At trial on Jan. 13, Gurbanoğlu told the court that his companies are bankrupt, leaving ships “rotting” in port and thousands of employees unpaid, according to the Anadolu Agency, Turkey’s state-run news agency. Court proceedings will continue in March.

For the mariners stranded on Palmali ships, neither Gurbanoğlu’s letter nor his plight inspired much sympathy. Nabiyev said he and his crew didn’t even bother reading it. “Palmali and Mansimov have only told us lies,” he said. “They left us here in Lebanon and have not helped us at all.”

Nabiyev and a crew of 12 sailed the Captain Nagdaliyev vessel into Beirut in May. A dispute over an outstanding bill with the usual refueling company left the ship stranded in port, and Palmali stopped communicating with the seafarers on board, Nabiyev said.

The Aug. 4 Beirut port explosion, triggered by cargo left in port by an abandoned ship, made Lebanese officials even more cautious in dealing with Nabiyev and his crew, according to the ITF. By November, the authorities had allowed eight members of the crew to go home but insisted that Nabiyev and three more stay with the ship.

Port and ministry officials in Lebanon and Turkey didn’t responded to calls and emails seeking comment.
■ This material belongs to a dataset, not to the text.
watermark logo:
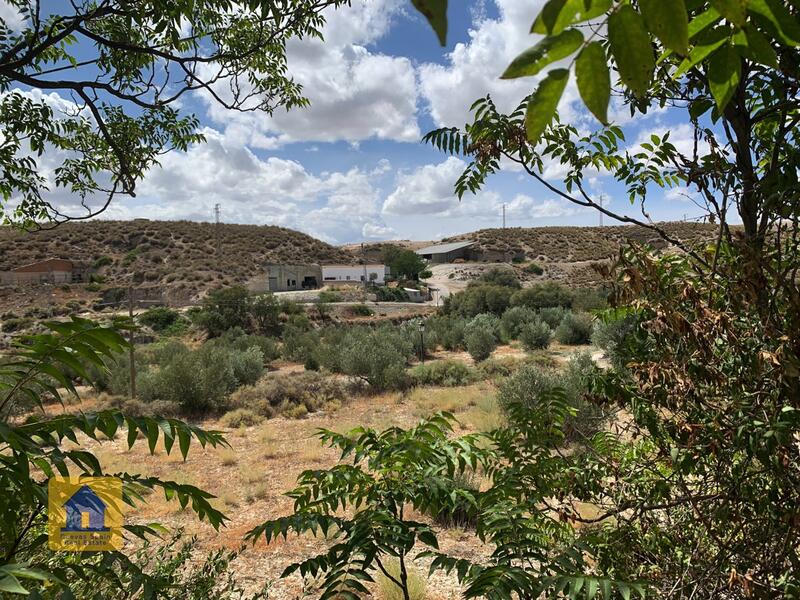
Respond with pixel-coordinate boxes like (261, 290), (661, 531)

Palmali’s marooned crew highlight the loose patchwork of laws and oversight governing the shipping industry, which often leaves seafarers vulnerable, said Ian Ralby, chief executive officer of I.R. Consilium, a maritime law and security consulting firm that works with the United Nations and governments.

Ships are often registered in countries far from companies’ official headquarters, making oversight difficult. That leaves port officials to oversee the safety of ships and seafarers, who are protected by international maritime law.

“We have developed policies that are ill-suited toward protecting seafarers in favor of the general flow of commerce,” Ralby said. “When things go wrong, seafarers pay the price.”
Protection and indemnity clubs can arrange repatriation and as much as four months of lost wages for abandoned seafarers. That’s often a small fraction of what they’re owed, and while workers can try to recoup in court, many fear that once they leave their vessel, they lose the last bit of leverage they have to collect.

Some of the mariners on Palmali ships have been repatriated by P&I clubs, and negotiations are ongoing. Others are staying put and hoping for a rescue. The 14 seafarers aboard the Agdash, which was abandoned in an Egyptian port, got more than $562,000 in lost wages when their ship was sold to a new owner in November, according to the ITF.

One of the few seafarers who would speak on record, Nabiyev said his crew’s abandonment amounts to false imprisonment and a violation of their human rights. For now, he’s looking forward to arriving at home in Azerbaijan’s capital city of Baku. His mother is fighting cancer and bills have mounted. “I just want to see and hold my daughters,” he said. “Then I need to find work on another ship.”

Palmali hired two Lebanese seafarers to stay on the ship in Beirut. Union inspectors overseeing the rest of the abandoned ships say they have not heard from the company.